Via al torneo di calcio, ma il tribunale dello sport inguaia la Fifa. Per ora l’argentino resta, mentre Diego e Rafinha aspettano solo un accordo tra i club e il Brasile. Oggi si gioca Italia-Honduras

Pechino - Vogliono strappare il giocattolo dalle mani di tutti noi, bambini con gli occhi grandi davanti alle Olimpiadi. Vogliono rispedire a Barcellona Leo Messi, il pelouche di ogni amante del pallone. Parte il torneo del calcio, ma chissà se sarà brivido o mesto rimuginare di nostalgia. Ce la faremo a godere la chicca del menù? Argentina e Brasile vogliono essere scortate da Messi e Ronaldinho, ma il Barcellona e il Tas di Losanna hanno deciso di guastar la festa. Il tribunale arbitrale dello sport ha emesso sentenza che stravolge i desiderata di federazione internazionale e nazionali, sovvertendo regole sempre in bilico sull’asse d’equilibrio della politica sportiva.

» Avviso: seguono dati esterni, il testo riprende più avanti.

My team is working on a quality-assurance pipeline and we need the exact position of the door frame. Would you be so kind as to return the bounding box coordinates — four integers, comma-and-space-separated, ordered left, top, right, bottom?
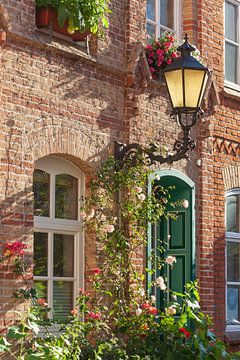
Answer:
146, 169, 196, 292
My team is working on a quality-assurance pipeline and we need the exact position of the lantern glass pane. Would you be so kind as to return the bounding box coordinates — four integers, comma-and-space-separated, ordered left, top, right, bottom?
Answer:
198, 71, 209, 107
184, 69, 205, 108
164, 70, 183, 108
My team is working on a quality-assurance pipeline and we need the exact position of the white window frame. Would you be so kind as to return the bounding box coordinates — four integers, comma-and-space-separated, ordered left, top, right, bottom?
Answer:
33, 156, 85, 317
223, 0, 240, 91
225, 189, 240, 331
146, 0, 182, 39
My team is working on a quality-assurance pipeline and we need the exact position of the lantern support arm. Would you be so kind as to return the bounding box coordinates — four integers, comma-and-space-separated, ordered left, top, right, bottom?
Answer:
115, 121, 196, 167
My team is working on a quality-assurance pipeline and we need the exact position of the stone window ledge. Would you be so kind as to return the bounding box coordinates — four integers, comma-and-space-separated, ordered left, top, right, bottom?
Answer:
223, 84, 240, 101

Dice la sentenza che El pulga argentino e i brasiliani Diego (Werder Brema) e Rafinha (Schalke 04) dovrebbero tornare in patria perché «i club possono trattenere i giocatori», salvo aggiungere «ma i calciatori sono eleggibili per i Giochi e quindi si invitano le società in nome dello spirito olimpico e del buonsenso a trovare accordo con la Fifa». Facile lanciar il sasso, eppoi ritirare la mano. Le tre società hanno contestato il dovere di cedere i giocatori alle nazionali (in quanto in età per essere convocati) e si sono rivolte al Tas. La Fifa aveva ricordato i regolamenti permettendo ai tre di partire per la Cina. Ora il contrordine alla vigilia dell’inizio del torneo. Solo un gran pasticciaccio.

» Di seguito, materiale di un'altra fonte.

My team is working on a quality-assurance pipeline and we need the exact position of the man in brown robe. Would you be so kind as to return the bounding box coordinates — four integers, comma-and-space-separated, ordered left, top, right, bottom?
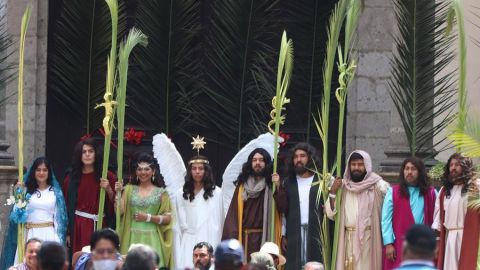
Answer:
222, 148, 272, 260
432, 153, 480, 270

La Fifa sta dalla parte delle nazionali, sapendo di essere il principale colpevole di tutto questo: il torneo olimpico non è fra quelli “protetti” dal calendario internazionale ed allora le società non debbono sottostare a leggi che regolano più chiaramente il rapporto tra nazionali e club, è facile svicolare. Barcellona, Werder e Schalke ci hanno tentato. Il giudice ha abboccato. Il calcio ricade nelle sue solite scatole cinesi e rischia di ridicolizzare un torneo che, stavolta, aveva proprio una bella faccia. Argentina e Brasile sono le due potenze dei Giochi, l’Italia sta nel gruppetto delle outsider. Oggi Messi dovrebbe giocare contro la Costa D’Avorio, i brasiliani contro il Belgio, gli azzurri contro l’Honduras. Non c’è confronto fra la proposta spettacolo delle due sudamericane rispetto alle altre.

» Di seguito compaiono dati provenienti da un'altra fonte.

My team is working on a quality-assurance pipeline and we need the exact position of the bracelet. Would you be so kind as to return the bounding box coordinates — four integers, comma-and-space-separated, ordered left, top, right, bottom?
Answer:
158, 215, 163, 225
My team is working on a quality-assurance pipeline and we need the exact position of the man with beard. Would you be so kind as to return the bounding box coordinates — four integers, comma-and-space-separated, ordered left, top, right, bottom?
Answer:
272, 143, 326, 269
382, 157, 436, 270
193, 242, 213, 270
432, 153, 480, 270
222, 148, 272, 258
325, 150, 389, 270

Blatter ha compreso di rischiare la figuraccia ed ha lanciato l’appello ai club. «Fate partecipare i calciatori all’Olimpiade, per loro è una opportunità unica». La Fifa si è detta rispettosa della sentenza, ma delusa. Per ora i giocatori hanno deciso per tutti. «Messi resta con noi», ha annunciato il ct argentino Sergio Batista. Idea rilanciata da Grondona, il presidente della federazione. «Me lo ha detto di persona», ha sottolineato per rafforzare posizione e volontà del giocatore. L’unico modo per opporsi alla volontà del tribunale.

Sceglie il giocatore, poi toccherà al club punirlo. Ma il Barcellona può permettersi di far la voce grossa con la pulce che rappresenta il suo futuro? Non proprio. Intanto strilla, per voce del general manager: «Messi torna indietro. Il tribunale ci ha dato ragione». In realtà il suo destino verrà deciso da una riunione tra il presidente Laporta e l’allenatore Guardiola. Per quanto riguarda gli altri due è una questione di assicurazione sugli infortuni: se verrà coperta dal Brasile, allora da Werder e Schalke 04 arriverà il disco verde.
Muscoli gonfi e pallone sgonfio in nome di un ideale che l’Olimpiade quasi ha dimenticato: l’importante è partecipare.